George Strait has a challenge for his fans. On Twitter, the veteran country singer had fun with his fans by offering them the chance to decode his tweet. In the (not very) cryptic tweet, Strait included two emojis: a telephone and a fireman. In the replies, Strait’s fans had few problems deciphering the message.
George Strait’s fans realized he was referring to his 1985 hit song, “The Fireman.” Mack Vickery and Wayne Kemp wrote the song, and Strait released it as the third and final single from his album Does Fort Worth Ever Cross Your Mind.
“Hey, they call me the fireman, that’s my name
Makin’ my rounds all over town
Puttin’ out old flames
Hey, well, everybody’d like to have what I’ve got
I can cool ’em down when they’re smolderin’ hot
I’m the fireman, that’s my name”
The Story Behind George Strait’s ‘The Fireman’
At the time of its release, the song reached No. 5 on the country music chart in the United States.
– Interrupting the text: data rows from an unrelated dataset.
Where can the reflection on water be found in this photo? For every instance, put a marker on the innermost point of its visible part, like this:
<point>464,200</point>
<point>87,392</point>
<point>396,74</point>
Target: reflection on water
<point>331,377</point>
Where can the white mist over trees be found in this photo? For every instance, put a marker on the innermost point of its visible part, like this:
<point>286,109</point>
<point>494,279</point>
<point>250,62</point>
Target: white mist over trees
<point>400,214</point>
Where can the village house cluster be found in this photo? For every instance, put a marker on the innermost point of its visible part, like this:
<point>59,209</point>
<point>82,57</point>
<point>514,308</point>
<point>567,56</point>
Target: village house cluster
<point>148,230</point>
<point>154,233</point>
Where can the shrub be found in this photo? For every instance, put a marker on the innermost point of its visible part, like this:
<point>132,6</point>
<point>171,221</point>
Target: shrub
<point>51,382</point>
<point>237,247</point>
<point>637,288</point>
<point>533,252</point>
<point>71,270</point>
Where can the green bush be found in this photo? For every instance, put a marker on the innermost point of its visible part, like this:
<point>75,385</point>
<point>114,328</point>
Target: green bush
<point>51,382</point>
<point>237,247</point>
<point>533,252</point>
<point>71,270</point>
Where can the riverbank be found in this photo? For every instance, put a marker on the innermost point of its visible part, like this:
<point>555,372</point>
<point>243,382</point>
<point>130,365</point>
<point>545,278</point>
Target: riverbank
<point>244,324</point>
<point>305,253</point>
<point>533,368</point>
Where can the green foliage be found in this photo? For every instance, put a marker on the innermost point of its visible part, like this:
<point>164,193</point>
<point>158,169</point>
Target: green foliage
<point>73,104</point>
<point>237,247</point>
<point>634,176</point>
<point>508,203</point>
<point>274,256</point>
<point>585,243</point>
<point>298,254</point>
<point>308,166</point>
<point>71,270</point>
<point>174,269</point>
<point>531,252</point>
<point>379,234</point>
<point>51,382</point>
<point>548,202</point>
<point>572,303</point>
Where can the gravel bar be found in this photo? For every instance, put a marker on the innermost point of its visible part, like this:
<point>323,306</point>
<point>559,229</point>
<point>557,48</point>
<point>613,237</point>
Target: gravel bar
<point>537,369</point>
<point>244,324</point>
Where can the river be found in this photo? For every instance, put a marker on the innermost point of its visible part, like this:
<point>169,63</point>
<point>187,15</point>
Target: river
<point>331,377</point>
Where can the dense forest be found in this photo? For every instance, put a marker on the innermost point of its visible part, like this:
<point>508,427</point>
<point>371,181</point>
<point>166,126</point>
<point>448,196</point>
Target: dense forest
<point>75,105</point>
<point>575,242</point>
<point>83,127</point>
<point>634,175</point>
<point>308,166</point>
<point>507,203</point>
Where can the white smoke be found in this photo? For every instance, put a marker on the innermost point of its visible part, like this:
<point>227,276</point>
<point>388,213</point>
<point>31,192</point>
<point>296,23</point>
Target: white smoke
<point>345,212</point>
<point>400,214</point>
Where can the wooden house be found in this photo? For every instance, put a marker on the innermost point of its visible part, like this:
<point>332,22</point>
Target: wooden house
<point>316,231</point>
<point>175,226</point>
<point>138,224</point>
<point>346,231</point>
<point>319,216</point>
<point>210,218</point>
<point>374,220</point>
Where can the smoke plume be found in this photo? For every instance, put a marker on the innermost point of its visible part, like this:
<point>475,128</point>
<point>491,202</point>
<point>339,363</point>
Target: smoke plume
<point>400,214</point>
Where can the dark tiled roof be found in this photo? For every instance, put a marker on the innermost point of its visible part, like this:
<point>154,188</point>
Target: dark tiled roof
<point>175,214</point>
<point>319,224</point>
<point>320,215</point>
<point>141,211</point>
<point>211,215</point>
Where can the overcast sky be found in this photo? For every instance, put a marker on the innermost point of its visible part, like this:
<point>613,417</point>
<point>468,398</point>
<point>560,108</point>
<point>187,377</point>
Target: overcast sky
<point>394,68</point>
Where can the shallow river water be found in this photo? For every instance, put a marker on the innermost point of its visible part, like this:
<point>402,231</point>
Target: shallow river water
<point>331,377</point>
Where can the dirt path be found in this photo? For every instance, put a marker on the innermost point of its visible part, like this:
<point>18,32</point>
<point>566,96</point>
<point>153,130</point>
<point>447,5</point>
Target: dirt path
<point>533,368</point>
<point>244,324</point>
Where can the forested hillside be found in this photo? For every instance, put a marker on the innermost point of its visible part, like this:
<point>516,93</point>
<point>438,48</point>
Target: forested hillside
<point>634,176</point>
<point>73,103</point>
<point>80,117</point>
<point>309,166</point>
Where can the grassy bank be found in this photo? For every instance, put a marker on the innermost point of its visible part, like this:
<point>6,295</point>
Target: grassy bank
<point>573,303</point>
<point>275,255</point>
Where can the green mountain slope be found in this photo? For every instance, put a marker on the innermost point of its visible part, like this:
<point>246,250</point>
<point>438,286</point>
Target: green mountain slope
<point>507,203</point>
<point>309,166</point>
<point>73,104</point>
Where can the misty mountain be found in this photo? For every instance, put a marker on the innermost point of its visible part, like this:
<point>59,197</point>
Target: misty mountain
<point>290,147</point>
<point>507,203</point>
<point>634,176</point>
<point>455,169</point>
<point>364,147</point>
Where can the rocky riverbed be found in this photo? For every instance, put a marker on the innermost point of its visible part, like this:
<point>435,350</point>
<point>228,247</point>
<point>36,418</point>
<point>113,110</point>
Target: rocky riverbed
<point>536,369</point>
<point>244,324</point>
In Canada, it hit peaked at the No. 10 spot. In the song, a narrator acts like a man with a charm that can calm down an angry woman. The narrator goes after women who have just been in fights with their significant other or have recently experienced a breakup.
The narrator then heads over to his friend’s place to “cool off” the friend’s woman with “a little mouth to mouth.” According to Kevin John Coyne of Country Universe, he gave the song a B- grade, calling it “more cocky than clever.” He also added that “the strained metaphor that gives structure to the song errs too far on the side of ridiculous.”
While the song may not be one of George Strait’s best, the album, Does Fort Worth Ever Cross Your Mind became a considerable success. As Strait’s fourth studio album, the RIAA certified it platinum when it sold one million copies in the U.S.
The album also produced the title track, “The Cowboy Rides Away,” which is one of his most well-known songs to date. It peaked at number 5 on the United States Billboard “Hot Country Singles” chart and at No. 3 on the RPM Country Tracks chart in Canada. It’s also the song Strait uses when he closes out his performances.
It was also the last song George Strait sang at his last concert on June 7, 2014, at AT&T Stadium in Arlington, where 104,000 Strait fans sang along.